Keller, who received his undergraduate degree from UTA and returned to the University in 2007, studies the arterial baroreflex, the primary short-term regulator of blood pressure, and how it may relate to an increased incidence of hypertension and strokes for African-Americans.

With funding from the NIH, Keller showed that otherwise-healthy African-American men had a blunted ability to reflexively adjust their heart rates in response to short-term hypertension. He wants to know if those “moment-to-moment differences” influence a path to disease and what role those differences play after disease develops.

Keller and Fadel recently received approval on a further NIH grant to explore whether neural control of the heart or of the vasculature system is to blame for the differences.

“All racial groups, certainly in this country, demonstrate a degree of prevalence of hypertension to some extent. Understanding why one population is at such a higher risk for it can be good for everybody in terms of the understanding,” says Keller.

Brothers is also trying to learn more about why some groups may be more prone to cardiovascular disease. He is funded by the NIH, and his research primarily focuses on the microvasculature, or small blood vessels in both the brain and peripheral circulations, and its ability to respond to various disturbances. Better responsiveness is associated with better cardiovascular health and less risk for future disease.
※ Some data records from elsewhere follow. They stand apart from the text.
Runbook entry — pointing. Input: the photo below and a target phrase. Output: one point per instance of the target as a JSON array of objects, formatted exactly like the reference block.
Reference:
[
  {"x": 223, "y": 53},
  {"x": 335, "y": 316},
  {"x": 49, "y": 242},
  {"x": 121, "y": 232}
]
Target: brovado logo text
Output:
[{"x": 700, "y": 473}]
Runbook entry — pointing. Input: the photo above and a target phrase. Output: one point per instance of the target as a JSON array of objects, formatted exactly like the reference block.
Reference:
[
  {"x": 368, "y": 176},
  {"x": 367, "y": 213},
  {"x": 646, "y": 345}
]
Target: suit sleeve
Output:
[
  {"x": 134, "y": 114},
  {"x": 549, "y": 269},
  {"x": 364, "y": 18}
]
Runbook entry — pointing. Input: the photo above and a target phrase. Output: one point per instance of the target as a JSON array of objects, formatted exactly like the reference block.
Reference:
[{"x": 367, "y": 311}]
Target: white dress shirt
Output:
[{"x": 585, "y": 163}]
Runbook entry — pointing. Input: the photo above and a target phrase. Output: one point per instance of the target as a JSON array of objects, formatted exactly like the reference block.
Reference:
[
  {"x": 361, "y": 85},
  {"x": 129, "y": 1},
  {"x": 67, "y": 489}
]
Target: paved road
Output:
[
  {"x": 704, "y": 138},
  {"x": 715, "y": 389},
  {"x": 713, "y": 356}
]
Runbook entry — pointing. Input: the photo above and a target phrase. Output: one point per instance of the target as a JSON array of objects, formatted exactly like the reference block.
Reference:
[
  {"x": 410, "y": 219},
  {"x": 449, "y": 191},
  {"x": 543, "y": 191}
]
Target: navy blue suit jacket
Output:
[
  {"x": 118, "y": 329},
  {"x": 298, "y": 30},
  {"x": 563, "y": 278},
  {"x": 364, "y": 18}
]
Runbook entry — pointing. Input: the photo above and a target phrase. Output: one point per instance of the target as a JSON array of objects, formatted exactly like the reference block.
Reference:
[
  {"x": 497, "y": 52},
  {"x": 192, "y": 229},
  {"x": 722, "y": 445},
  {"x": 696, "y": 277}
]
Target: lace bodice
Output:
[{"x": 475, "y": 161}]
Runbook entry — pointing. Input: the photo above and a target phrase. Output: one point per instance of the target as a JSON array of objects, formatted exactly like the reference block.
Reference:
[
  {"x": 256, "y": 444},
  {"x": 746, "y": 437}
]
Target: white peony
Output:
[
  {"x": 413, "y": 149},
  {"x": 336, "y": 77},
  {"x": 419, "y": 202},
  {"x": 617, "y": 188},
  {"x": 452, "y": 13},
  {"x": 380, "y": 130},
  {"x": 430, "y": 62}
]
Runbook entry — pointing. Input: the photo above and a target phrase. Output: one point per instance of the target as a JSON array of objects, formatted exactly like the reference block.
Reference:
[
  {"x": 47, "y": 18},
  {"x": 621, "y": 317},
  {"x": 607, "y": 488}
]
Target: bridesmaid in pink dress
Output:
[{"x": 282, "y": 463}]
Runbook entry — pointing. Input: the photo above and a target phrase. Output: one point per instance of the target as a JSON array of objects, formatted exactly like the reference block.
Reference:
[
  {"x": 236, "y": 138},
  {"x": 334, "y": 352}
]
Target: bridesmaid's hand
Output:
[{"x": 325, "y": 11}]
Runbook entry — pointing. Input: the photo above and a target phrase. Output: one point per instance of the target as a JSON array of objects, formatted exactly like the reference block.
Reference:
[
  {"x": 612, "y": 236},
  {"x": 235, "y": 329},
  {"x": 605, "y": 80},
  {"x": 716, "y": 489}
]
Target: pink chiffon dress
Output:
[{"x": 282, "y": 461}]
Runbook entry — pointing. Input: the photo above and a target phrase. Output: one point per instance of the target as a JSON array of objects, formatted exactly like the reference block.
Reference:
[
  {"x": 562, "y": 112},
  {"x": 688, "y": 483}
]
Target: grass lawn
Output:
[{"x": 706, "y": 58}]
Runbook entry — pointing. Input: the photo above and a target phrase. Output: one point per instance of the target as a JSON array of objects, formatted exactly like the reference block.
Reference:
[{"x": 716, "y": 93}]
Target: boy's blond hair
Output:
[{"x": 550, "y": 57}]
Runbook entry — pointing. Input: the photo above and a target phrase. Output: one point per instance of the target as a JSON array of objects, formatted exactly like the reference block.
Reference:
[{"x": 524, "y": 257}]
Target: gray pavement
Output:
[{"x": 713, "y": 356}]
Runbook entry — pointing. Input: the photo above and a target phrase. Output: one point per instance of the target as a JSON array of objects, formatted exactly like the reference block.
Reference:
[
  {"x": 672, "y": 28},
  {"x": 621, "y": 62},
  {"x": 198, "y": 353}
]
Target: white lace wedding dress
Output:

In a study published by the journal Experimental Physiology in 2015, Brothers found that young, healthy African-Americans had impairments in cerebral vascular responses. However, he found those could be improved by giving participants a dose of flavanols, a chemical compound that acts as an antioxidant and is found in various foods—including unprocessed dark chocolate and green tea—on the day of testing. A follow-up study found similar improvements for obese adults, another population with elevated risk for cardiovascular and metabolic disease.

“The unfortunate reality is you’re probably never going to find the one single sole answer that cures heart disease. It’s way more complicated than that,” Brothers says. “The goal is to try to chip away at it. If you can identify interventions, whether they’re lifestyle interventions like exercise or dietary or so on, that can, if not prevent, then at least delay the onset of these diseases. It’s definitely beneficial.”